Group of former Nokia executives licenses the brand name from Microsoft and Nokia to make Android smartphones
o you pine for the days of your Nokia 3210? When phones were simple and the Finish company was cutting edge?
That’s the kind of nostalgia that the Nokia brand will be banking on when it returns to the smartphone market next year, after selling out to Microsoft in 2013.
A company set up by former Nokia employees called HMD Global has licensed the Nokia brand name from Microsoft, struck partnerships with device manufacturer Foxconn and intends to launch an Android smartphone in the early part of 2017.
The head of HMD Global, Arto Nummela, said: “Consumers may be carrying different smartphones now, but are they really in love and loyal to those brands?”
HMD Global will be looking to stir nostalgia in an effort to challenge the big and small players of the highly competitive smartphone market, dominated by Samsung and Apple, as well as Chinese brands such as Huawei.
Nummela said: “We want to be one of the key competitive players in the smartphone business.”
That road will be tough from a standing start, but brand power might be an edge against lesser-known rivals.
“For a new entrant, having an established brand provides it with an instant on-ramp,” said Ben Wood from analysts CCS Insight. “The barriers to entry for the Android phone space are low.
“What HMD has is the Nokia brand and management experience. The key to its success will be driving scale.”
After the sale of the Nokia phone business to Microsoft in 2014 and the cull of the Nokia brand from Microsoft’s Lumia range of smartphones, the consumer brand lived on as a maker of feature or so-called dumb phones, mainly for Asia, India and eastern Europe.
HMD took over the Nokia feature phone business from Microsoft on Thursday following the sale of the business in May. It has a licensing deal with Nokia giving it sole use of the brand on mobile phones and tablets for the next decade. It will pay Nokia royalties for the brand and patents, but Nokia has no direct investment in HMD.
Instead, filled with ex-Nokia personnel, and executives from Siemens, Rovio and others, HMD is owned by Smart Connect LP, a private equity fund run by Jean-Francois Baril, who was once in charge of Nokia’s world-leading supply chain management system. Other HMD managers have put in money of their own.

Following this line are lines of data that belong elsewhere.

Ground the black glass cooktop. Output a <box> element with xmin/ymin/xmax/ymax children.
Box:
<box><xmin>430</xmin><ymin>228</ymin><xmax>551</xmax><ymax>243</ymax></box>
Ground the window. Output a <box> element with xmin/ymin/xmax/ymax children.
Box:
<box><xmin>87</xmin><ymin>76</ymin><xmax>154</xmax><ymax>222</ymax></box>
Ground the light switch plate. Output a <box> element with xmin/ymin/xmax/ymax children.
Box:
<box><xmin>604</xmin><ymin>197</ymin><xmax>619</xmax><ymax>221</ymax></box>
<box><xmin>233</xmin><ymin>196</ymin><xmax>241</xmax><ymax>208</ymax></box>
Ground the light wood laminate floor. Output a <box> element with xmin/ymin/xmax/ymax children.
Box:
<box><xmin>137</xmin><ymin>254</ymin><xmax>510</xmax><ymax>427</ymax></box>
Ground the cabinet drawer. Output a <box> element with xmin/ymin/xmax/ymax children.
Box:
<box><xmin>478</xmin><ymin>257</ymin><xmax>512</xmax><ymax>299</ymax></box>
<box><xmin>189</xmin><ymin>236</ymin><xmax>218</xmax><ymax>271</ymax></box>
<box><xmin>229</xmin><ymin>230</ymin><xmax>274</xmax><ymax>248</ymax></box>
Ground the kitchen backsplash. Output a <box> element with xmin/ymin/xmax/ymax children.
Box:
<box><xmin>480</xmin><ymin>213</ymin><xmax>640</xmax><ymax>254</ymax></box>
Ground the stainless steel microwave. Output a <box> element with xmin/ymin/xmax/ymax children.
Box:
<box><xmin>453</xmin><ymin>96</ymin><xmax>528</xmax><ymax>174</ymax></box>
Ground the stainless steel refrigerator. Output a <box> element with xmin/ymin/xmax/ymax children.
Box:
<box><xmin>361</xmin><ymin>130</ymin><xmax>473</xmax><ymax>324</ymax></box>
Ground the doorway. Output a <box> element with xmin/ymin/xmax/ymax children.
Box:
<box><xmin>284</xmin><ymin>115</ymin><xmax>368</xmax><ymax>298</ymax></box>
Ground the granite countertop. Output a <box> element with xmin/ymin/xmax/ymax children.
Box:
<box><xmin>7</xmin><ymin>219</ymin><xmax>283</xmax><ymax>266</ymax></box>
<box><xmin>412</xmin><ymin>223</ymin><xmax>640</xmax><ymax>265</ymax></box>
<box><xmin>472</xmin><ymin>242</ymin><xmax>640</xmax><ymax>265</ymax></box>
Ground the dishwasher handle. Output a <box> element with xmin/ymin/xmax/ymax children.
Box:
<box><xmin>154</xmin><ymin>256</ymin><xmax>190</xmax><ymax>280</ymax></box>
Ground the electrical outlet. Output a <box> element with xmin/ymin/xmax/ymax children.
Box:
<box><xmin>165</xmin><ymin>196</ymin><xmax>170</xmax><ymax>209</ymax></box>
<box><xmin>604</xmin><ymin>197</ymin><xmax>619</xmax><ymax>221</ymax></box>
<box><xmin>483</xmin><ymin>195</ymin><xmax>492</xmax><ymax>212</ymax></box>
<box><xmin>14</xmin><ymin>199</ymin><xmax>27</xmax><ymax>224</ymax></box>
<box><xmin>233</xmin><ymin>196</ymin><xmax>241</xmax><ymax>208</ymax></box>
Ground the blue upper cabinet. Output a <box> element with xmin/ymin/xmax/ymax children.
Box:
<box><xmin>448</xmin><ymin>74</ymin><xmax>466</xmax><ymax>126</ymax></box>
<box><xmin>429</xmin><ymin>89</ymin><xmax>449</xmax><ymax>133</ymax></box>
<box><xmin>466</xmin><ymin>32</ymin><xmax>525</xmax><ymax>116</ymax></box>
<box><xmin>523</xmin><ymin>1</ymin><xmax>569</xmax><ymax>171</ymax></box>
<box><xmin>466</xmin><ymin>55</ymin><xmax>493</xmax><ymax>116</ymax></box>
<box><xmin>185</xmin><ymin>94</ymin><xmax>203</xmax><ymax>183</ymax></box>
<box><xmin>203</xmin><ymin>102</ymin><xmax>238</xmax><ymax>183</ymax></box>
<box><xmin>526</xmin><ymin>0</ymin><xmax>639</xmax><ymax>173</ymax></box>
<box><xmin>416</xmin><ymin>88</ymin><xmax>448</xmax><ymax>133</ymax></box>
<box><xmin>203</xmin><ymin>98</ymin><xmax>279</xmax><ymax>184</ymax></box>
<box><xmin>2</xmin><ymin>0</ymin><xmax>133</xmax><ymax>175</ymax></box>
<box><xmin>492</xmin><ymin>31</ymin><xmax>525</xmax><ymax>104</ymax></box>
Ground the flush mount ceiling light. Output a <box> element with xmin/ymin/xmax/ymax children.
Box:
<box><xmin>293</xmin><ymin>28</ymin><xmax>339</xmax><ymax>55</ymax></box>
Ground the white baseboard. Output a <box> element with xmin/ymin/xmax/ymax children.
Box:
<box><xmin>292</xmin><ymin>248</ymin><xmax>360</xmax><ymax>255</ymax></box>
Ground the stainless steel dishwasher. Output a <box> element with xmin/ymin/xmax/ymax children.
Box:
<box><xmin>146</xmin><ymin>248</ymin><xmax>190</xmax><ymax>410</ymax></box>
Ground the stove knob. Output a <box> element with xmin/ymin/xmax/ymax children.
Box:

Shipments of Nokia feature phones plunged 40% in 2015 and HMD must reverse that decline while trying to break back into the smartphone market, where hundreds of vendors compete by selling phones that can be hard to distinguish.
Nummela says his team’s enduring relationships with phone service providers and retailers could help HMD quickly convince owners of Nokia feature phones to upgrade in markets like India, Indonesia and Russia.
In the UK and other smartphone-dominated markets, Nokia smartphones will have to overcome the various contenders for the world number three spot, currently held by the rising Huawei.